AI weights are not open "source"

Published: Jun 27, 2023
By: Sid Sijbrandij

AI licensing is extremely complex. Unlike software licensing, AI isn’t as simple as applying current proprietary/open source software licenses. AI has multiple components—the source code, weights, data, etc.—that are licensed differently. AI also poses socio-ethical consequences that don’t exist on the same scale as computer software, necessitating more restrictions like behavioral use restrictions, in some cases, and distribution restrictions. Because of these complexities, AI licensing has many layers, including multiple components and additional licensing considerations. 

img

With Heather Meeker’s input, I’ve created a set of categories to standardize how we talk about AI licensing. The table above names different categories of license types based on the function they serve and which component they apply to. Typical software licensing falls into two categories: proprietary and open source. Some people have the perspective that if a license isn’t open source, it’s proprietary. I think it’s more nuanced than that and believe there are three more license types worth naming: non-commercial NDA, non-commercial public, and ethical. There is no standard license for any of these categories, so I suggest we categorize existing licenses as proprietary, collaborator, available, ethical, and open.
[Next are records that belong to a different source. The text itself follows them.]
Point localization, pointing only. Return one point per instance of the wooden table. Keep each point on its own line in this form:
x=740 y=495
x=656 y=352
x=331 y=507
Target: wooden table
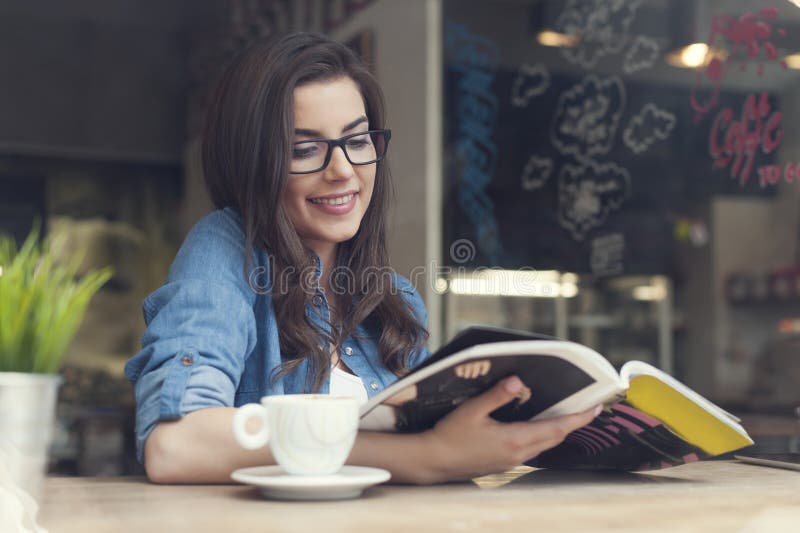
x=706 y=496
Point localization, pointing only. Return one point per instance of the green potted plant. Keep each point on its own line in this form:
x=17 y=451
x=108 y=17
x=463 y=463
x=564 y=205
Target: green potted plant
x=42 y=303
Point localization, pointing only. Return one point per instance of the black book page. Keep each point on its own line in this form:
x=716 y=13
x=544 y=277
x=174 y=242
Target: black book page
x=547 y=380
x=476 y=335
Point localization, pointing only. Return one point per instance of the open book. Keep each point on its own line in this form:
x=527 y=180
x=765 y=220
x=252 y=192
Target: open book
x=650 y=420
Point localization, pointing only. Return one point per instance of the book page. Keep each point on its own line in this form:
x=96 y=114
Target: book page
x=637 y=368
x=558 y=378
x=620 y=438
x=709 y=429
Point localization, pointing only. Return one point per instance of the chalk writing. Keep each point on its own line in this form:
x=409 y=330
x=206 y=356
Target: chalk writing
x=649 y=125
x=588 y=193
x=587 y=116
x=751 y=31
x=642 y=54
x=536 y=172
x=601 y=27
x=772 y=174
x=735 y=142
x=474 y=59
x=531 y=81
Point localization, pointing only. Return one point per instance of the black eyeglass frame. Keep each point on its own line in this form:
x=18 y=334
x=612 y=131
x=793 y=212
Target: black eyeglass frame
x=340 y=142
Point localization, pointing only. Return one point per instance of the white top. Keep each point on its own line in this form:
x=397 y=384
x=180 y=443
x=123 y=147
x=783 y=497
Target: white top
x=346 y=384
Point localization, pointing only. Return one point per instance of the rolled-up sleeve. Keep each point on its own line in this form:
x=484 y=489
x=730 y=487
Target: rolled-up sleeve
x=200 y=330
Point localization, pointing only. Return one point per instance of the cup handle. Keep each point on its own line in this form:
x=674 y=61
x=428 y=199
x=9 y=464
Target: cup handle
x=250 y=441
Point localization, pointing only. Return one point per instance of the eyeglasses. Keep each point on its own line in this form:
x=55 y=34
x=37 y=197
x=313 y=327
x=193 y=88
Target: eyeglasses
x=363 y=148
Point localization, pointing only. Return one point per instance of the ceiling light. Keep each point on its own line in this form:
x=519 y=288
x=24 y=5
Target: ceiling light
x=553 y=38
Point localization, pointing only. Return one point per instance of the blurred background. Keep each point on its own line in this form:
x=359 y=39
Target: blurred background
x=619 y=173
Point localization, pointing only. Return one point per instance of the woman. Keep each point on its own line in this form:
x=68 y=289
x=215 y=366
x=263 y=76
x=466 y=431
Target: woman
x=284 y=287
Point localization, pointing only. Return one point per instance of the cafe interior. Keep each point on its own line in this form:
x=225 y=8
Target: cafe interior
x=620 y=173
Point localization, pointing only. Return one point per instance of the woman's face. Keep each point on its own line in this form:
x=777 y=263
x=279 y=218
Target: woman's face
x=328 y=110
“Open Weights” is already gaining traction as the default name for “open source” AI weights. Meeker and Joseph Jacks of OSS Capital recently announced an Open Weights definition and licensing framework focused on “the original idea of openness, and preserving the original goals of Freedom Zero of free software and the non-discrimination principles of open source.” Eventually, we will need standard definitions and licensing frameworks for each category.

License categories

The proprietary license category captures fully closed licenses that can’t be used for any purposes without explicit permission from the original author.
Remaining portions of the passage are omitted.